In the heart of South Africa, the Addo Elephant National Park (AENP) is a treasure trove of biodiversity, but managing and conserving this rich ecosystem requires a nuanced understanding of its land-use and land-cover (LULC) dynamics. A recent study published in *Ecological Informatics* (translated to English as *Ecological Information Science*) has shed new light on this topic, offering insights that could reshape conservation strategies and even influence the energy sector.
Mohammad Safaei, a researcher from the Department of Geography at the University of Florida, led a team that delved into the intricacies of LULC changes within and around AENP. Using advanced machine learning (ML) and deep learning (DL) techniques, the team produced high-resolution LULC maps for the years 2002, 2014, and 2022, revealing the subtle shifts in the park’s landscape.
The study compared two approaches: object-based and pixel-based classification, with the latter emerging as the more effective method. “The pixel-based approach provided a more detailed and accurate representation of the land cover,” Safaei explained.

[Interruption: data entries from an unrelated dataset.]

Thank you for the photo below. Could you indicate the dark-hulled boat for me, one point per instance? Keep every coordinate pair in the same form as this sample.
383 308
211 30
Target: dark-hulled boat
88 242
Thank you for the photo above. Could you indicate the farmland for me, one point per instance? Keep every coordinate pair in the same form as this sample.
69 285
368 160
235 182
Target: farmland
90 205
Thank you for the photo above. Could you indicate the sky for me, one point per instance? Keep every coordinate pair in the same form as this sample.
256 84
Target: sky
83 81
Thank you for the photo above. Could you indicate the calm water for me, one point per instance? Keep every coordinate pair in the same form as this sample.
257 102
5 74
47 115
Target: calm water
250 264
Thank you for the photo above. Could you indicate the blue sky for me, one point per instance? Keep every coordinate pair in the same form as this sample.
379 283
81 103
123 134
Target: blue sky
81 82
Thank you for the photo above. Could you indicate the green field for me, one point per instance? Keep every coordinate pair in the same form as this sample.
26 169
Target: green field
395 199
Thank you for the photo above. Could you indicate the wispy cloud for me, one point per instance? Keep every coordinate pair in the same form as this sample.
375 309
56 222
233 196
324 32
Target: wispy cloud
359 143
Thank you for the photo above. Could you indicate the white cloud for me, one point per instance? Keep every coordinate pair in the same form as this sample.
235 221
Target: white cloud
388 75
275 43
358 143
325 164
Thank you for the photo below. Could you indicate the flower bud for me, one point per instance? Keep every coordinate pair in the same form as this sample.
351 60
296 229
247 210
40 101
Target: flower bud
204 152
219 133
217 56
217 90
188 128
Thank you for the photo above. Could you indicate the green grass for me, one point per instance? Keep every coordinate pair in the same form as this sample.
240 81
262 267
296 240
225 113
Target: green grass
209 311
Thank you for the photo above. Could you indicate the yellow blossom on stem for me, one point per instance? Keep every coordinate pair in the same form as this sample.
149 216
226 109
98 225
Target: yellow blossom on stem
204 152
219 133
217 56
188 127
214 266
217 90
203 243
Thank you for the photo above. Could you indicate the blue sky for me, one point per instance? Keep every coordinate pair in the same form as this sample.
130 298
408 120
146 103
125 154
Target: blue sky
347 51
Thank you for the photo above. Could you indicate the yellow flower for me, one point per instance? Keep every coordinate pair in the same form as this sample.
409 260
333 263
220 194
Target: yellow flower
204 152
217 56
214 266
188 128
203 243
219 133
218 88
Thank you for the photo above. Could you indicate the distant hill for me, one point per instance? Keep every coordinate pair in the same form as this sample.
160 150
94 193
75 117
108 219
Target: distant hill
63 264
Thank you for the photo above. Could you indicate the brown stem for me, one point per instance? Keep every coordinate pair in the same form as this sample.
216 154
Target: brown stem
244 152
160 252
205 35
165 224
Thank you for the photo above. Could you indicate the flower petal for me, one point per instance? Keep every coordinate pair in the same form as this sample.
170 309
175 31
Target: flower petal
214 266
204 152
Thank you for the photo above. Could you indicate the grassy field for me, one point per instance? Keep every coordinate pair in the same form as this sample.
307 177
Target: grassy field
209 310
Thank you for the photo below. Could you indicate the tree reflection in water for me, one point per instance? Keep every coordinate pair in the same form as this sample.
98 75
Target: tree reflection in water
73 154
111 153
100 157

The team also pitted two ML algorithms, Random Forest (RF) and Support Vector Machines (SVM), against a DL algorithm, UNet++. RF came out on top, achieving impressive accuracies of 89.1%, 91.2%, and 91.9% for the years 2002, 2014, and 2022, respectively.
The researchers experimented with various predictor variables, including spectral bands, spectral indices, time-series data, and textural information. They also performed spectral mixture analysis, using the resulting fraction layers as independent variables in their models. The variable importance analysis highlighted the consistent significance of elevation, slope, and the time-series of normalized difference indices.
So, what does this mean for the energy sector? Understanding LULC dynamics is crucial for planning and managing renewable energy projects, such as solar and wind farms. These projects require large tracts of land, and their impact on local ecosystems must be carefully considered. The methods and insights from this study could help energy companies make more informed decisions, minimizing their environmental footprint while maximizing energy output.
Moreover, the study’s focus on change detection could aid in monitoring the environmental impact of energy projects over time. “By tracking LULC changes, we can assess the long-term effects of human activities, including energy projects, on the environment,” Safaei noted.
The final land-cover maps revealed grass as the predominant class both inside and outside AENP, followed by thicket within the park, and agriculture outside it. Land-cover change analysis indicated small changes (<3%), primarily involving transitions between thicket and grass classes inside the park, and grass and agriculture outside. This research not only advances our understanding of LULC dynamics in AENP but also paves the way for more effective conservation strategies. It also offers valuable insights for the energy sector, highlighting the importance of careful planning and monitoring in renewable energy projects. As Safaei and his team continue to refine their methods, the future of land-cover classification looks increasingly promising.